Shortly before I was ordained, as part of an Industrial Mission course in Sheffield and Yorkshire, I went down a mine, the deepest in England and spent the shift with the miners. It was an eye- opener, and on the coal face there was very little light but the light on our helmets. We spent hours in considerable darkness. I remember coming up in the cage and eventually into the daylight which was dazzling, almost unbearable. It was only when my eyes adapted to the daylight that I could see how filthy I and everyone else was, covered in coal dust and grime. When we were in the darkness we could not see this. Only in the light could we see this. The Psalmist writes ‘In his light, we see light.’ When Isaiah encounters the glory of God in the Temple, he can suddenly see for the first time both his own need and the need of God’s people to repent. It is only in the light of the glory of God that he sees the true state of afffairs: ‘Woe is me! I am lost. I am a man of unclean lips and I belong to a people of unclean lips, my eyes have seen the Lord of Hosts.’

This is the repentance that leads to life. We have to face the bad news before we can discover the Good News. In Shakespeare’s tragedies, the tragic heroes were blighted by hubris – the blindness of pride. They do not see this ‘flaw’ in their character which precipitates the tragedy. Through their ‘fall’ or humiliation, like Peter, they begin to recognise the truth. Othello, Hamlet and Lear each in his own way aspires to realise as husband, as son, as father, respectively some shining ideal of human relationship. This is their hubris. For Peter it might have been the illusion ‘I am actually the one true and most loyal and important disciple of Christ.’ But for each of them and each of us, in the economy of God, we need to fall, we need to fail. In order truly to see, we need to have our eyes opened, to be dis-illusioned. As Mother Julian of Norwich reminds us …’we need to fall, and to see that we have fallen, otherwise we would not know how weak and wretched we are of ourselves, nor should we know our Maker’s love so wonderfully’. We need to see. We need to know our littleness and poverty of vision before the Spirit can enlarge our hearts and enlighten our minds. Like Peter and like all disciples, Jewish and Gentile ever since, we discover that the way into life is through dying, letting go of self to discover our true selves. It is in this humility that we will always know how much more there is beyond our ken than within our ken. University graduates should surely be more aware of their ignorance than school leavers are.  Recently I came across a line from Rilke’s poem, The Swan, in which he writes of ‘A letting go of the land that we stand on and cling to every day’. This is the journey of discipleship, not seeking to reinforce our own prejudices but seeking first the Kingdom of God, and led by the Spirit of Truth to be willing to let go of the ground that we stand on and cling to every day.
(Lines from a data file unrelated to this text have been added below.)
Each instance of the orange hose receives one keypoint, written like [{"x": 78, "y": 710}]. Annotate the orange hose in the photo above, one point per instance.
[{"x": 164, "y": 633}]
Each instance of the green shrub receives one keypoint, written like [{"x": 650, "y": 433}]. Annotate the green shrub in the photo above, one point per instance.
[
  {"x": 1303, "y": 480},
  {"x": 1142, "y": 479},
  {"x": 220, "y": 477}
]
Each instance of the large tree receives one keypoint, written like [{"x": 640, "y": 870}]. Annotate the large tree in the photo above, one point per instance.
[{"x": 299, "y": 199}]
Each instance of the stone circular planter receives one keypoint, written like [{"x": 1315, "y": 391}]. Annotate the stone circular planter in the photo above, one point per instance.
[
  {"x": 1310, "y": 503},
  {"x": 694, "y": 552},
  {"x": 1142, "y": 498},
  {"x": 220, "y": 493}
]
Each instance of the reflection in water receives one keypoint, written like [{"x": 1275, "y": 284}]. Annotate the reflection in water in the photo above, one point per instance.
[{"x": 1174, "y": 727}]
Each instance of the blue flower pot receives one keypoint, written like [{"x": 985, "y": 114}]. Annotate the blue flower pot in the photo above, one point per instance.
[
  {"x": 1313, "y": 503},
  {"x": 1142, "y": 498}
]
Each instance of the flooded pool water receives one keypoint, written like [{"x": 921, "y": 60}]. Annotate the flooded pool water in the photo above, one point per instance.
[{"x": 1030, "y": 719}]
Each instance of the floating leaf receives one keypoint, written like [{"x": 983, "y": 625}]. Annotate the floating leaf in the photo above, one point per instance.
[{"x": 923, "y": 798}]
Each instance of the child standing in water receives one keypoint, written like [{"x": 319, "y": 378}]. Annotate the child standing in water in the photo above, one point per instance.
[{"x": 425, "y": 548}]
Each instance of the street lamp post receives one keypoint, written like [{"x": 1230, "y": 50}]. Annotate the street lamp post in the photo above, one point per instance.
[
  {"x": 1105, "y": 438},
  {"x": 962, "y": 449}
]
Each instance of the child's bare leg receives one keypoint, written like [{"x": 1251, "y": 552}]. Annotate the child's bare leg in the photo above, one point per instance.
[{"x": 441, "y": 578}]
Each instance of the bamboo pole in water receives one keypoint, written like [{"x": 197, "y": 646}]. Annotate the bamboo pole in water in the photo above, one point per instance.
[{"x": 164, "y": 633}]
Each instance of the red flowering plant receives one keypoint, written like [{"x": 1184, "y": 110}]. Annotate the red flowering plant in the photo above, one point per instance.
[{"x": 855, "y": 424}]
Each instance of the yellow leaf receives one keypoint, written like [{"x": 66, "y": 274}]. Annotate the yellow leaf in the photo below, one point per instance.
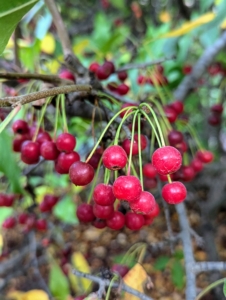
[
  {"x": 135, "y": 278},
  {"x": 164, "y": 17},
  {"x": 15, "y": 295},
  {"x": 48, "y": 44},
  {"x": 35, "y": 295},
  {"x": 189, "y": 26},
  {"x": 80, "y": 46},
  {"x": 80, "y": 263}
]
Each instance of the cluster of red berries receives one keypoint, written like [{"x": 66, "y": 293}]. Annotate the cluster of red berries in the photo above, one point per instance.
[
  {"x": 28, "y": 221},
  {"x": 156, "y": 78},
  {"x": 214, "y": 118}
]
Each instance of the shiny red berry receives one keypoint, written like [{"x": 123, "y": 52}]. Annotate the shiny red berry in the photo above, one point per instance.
[
  {"x": 166, "y": 160},
  {"x": 174, "y": 193}
]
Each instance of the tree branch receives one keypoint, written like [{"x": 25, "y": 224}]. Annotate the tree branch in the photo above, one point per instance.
[
  {"x": 43, "y": 77},
  {"x": 199, "y": 68},
  {"x": 188, "y": 252},
  {"x": 207, "y": 266},
  {"x": 105, "y": 282},
  {"x": 63, "y": 36},
  {"x": 143, "y": 65},
  {"x": 24, "y": 99}
]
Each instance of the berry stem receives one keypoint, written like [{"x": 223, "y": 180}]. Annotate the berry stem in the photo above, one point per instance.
[
  {"x": 139, "y": 152},
  {"x": 41, "y": 118},
  {"x": 121, "y": 123},
  {"x": 94, "y": 182},
  {"x": 106, "y": 128},
  {"x": 156, "y": 121},
  {"x": 9, "y": 118},
  {"x": 132, "y": 140},
  {"x": 63, "y": 112},
  {"x": 152, "y": 126},
  {"x": 56, "y": 118}
]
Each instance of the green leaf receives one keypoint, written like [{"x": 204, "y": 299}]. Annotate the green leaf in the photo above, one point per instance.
[
  {"x": 11, "y": 12},
  {"x": 8, "y": 165},
  {"x": 161, "y": 263},
  {"x": 65, "y": 211},
  {"x": 58, "y": 282},
  {"x": 177, "y": 274},
  {"x": 224, "y": 288}
]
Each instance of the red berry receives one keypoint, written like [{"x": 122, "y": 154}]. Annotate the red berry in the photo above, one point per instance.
[
  {"x": 65, "y": 160},
  {"x": 65, "y": 142},
  {"x": 166, "y": 160},
  {"x": 171, "y": 114},
  {"x": 178, "y": 106},
  {"x": 114, "y": 158},
  {"x": 122, "y": 270},
  {"x": 187, "y": 69},
  {"x": 65, "y": 74},
  {"x": 81, "y": 173},
  {"x": 94, "y": 66},
  {"x": 49, "y": 151},
  {"x": 30, "y": 152},
  {"x": 20, "y": 126},
  {"x": 43, "y": 137},
  {"x": 197, "y": 165},
  {"x": 141, "y": 80},
  {"x": 41, "y": 225},
  {"x": 122, "y": 89},
  {"x": 102, "y": 73},
  {"x": 109, "y": 67},
  {"x": 103, "y": 212},
  {"x": 174, "y": 193},
  {"x": 175, "y": 137},
  {"x": 116, "y": 221},
  {"x": 144, "y": 204},
  {"x": 150, "y": 183},
  {"x": 214, "y": 119},
  {"x": 103, "y": 194},
  {"x": 22, "y": 218},
  {"x": 100, "y": 224},
  {"x": 10, "y": 222},
  {"x": 18, "y": 141},
  {"x": 205, "y": 156},
  {"x": 85, "y": 213},
  {"x": 217, "y": 108},
  {"x": 127, "y": 188},
  {"x": 149, "y": 170},
  {"x": 134, "y": 221},
  {"x": 122, "y": 75}
]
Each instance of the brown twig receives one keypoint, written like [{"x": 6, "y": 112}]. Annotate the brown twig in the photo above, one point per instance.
[
  {"x": 24, "y": 99},
  {"x": 42, "y": 77}
]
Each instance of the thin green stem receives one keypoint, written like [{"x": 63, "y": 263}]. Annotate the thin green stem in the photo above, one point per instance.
[
  {"x": 139, "y": 152},
  {"x": 103, "y": 133},
  {"x": 152, "y": 126},
  {"x": 9, "y": 118},
  {"x": 210, "y": 287},
  {"x": 94, "y": 181},
  {"x": 64, "y": 113},
  {"x": 132, "y": 140},
  {"x": 56, "y": 117},
  {"x": 41, "y": 118},
  {"x": 156, "y": 121},
  {"x": 127, "y": 114}
]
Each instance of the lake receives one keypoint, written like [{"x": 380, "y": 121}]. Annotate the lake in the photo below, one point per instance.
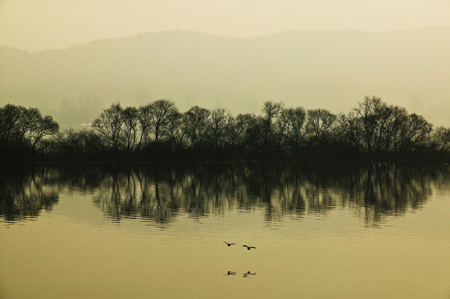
[{"x": 159, "y": 231}]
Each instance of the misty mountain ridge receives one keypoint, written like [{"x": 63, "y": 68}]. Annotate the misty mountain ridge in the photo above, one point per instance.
[{"x": 311, "y": 69}]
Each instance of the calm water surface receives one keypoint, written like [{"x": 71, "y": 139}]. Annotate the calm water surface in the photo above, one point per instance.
[{"x": 377, "y": 231}]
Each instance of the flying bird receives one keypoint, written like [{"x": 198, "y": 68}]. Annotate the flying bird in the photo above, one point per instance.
[{"x": 248, "y": 273}]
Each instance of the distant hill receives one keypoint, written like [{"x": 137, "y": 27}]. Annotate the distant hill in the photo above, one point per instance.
[{"x": 312, "y": 69}]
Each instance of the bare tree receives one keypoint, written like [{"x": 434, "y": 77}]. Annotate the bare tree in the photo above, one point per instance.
[{"x": 109, "y": 125}]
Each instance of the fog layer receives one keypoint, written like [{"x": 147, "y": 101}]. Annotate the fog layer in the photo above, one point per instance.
[{"x": 312, "y": 69}]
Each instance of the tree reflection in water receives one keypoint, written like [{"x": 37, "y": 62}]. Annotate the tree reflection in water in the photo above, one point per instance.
[
  {"x": 24, "y": 193},
  {"x": 158, "y": 193}
]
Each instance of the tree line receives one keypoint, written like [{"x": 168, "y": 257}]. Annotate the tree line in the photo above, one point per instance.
[
  {"x": 160, "y": 193},
  {"x": 158, "y": 131}
]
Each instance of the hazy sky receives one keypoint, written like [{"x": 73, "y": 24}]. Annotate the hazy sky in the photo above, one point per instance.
[{"x": 41, "y": 24}]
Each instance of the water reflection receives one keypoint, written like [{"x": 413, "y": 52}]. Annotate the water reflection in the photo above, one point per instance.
[
  {"x": 158, "y": 193},
  {"x": 24, "y": 194}
]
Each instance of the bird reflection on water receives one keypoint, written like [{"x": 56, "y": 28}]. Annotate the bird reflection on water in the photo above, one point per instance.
[{"x": 248, "y": 273}]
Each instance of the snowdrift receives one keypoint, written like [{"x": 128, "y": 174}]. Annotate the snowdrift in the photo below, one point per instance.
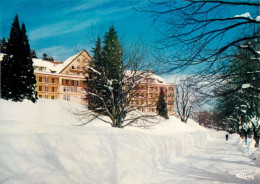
[{"x": 41, "y": 144}]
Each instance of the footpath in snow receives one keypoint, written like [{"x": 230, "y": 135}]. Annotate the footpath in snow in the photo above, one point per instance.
[{"x": 41, "y": 144}]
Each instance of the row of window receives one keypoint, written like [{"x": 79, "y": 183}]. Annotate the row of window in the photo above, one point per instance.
[
  {"x": 78, "y": 67},
  {"x": 47, "y": 80},
  {"x": 70, "y": 89},
  {"x": 70, "y": 82},
  {"x": 46, "y": 96},
  {"x": 47, "y": 88},
  {"x": 72, "y": 98},
  {"x": 73, "y": 73},
  {"x": 83, "y": 60}
]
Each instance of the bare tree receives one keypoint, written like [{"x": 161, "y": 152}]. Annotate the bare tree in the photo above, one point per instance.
[
  {"x": 203, "y": 31},
  {"x": 187, "y": 99}
]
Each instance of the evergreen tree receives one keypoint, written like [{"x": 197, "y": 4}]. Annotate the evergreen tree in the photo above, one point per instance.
[
  {"x": 33, "y": 54},
  {"x": 105, "y": 83},
  {"x": 162, "y": 106},
  {"x": 95, "y": 81},
  {"x": 44, "y": 56},
  {"x": 18, "y": 79},
  {"x": 239, "y": 103},
  {"x": 2, "y": 45}
]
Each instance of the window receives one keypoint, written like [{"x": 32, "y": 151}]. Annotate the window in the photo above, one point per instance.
[{"x": 66, "y": 97}]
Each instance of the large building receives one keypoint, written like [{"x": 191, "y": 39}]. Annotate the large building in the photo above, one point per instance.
[
  {"x": 62, "y": 80},
  {"x": 67, "y": 81}
]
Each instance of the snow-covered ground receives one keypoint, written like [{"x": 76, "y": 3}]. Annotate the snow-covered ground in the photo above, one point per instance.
[{"x": 40, "y": 143}]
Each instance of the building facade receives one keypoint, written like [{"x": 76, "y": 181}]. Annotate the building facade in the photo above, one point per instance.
[{"x": 67, "y": 81}]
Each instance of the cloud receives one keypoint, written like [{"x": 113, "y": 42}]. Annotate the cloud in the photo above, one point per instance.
[
  {"x": 86, "y": 6},
  {"x": 59, "y": 29}
]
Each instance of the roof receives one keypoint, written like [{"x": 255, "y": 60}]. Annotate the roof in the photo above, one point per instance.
[
  {"x": 147, "y": 75},
  {"x": 57, "y": 67}
]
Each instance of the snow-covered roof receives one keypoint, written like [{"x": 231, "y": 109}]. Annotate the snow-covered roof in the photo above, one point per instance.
[
  {"x": 147, "y": 75},
  {"x": 51, "y": 66},
  {"x": 1, "y": 56},
  {"x": 48, "y": 65}
]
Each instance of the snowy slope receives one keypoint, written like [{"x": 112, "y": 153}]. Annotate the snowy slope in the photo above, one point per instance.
[{"x": 41, "y": 144}]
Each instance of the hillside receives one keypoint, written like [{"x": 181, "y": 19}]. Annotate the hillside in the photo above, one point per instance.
[{"x": 40, "y": 143}]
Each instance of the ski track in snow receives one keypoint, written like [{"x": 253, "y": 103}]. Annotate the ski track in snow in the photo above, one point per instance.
[
  {"x": 219, "y": 161},
  {"x": 49, "y": 149}
]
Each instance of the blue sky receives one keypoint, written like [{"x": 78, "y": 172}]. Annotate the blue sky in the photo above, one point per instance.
[{"x": 62, "y": 28}]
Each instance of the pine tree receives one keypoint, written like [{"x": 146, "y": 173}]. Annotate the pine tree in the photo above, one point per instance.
[
  {"x": 18, "y": 79},
  {"x": 2, "y": 45},
  {"x": 162, "y": 106},
  {"x": 95, "y": 81},
  {"x": 33, "y": 54},
  {"x": 44, "y": 56},
  {"x": 105, "y": 83},
  {"x": 239, "y": 102}
]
We enter into the new life that God has for us through the doorway of repentance, the doorway of a daily dying.  Outside one of the monasteries I visited on Mount Athos were written the words: ‘Unless you die before you die you will die when you die.’ Death dies by our dying, ‘dying we live’, writes Paul. Or as Shakespeare puts it ‘And death once dead, there’s no more dying then’. God has given even the Gentiles, God has given even you and I the repentance that leads to life. So let’s get better at dying that we might truly live.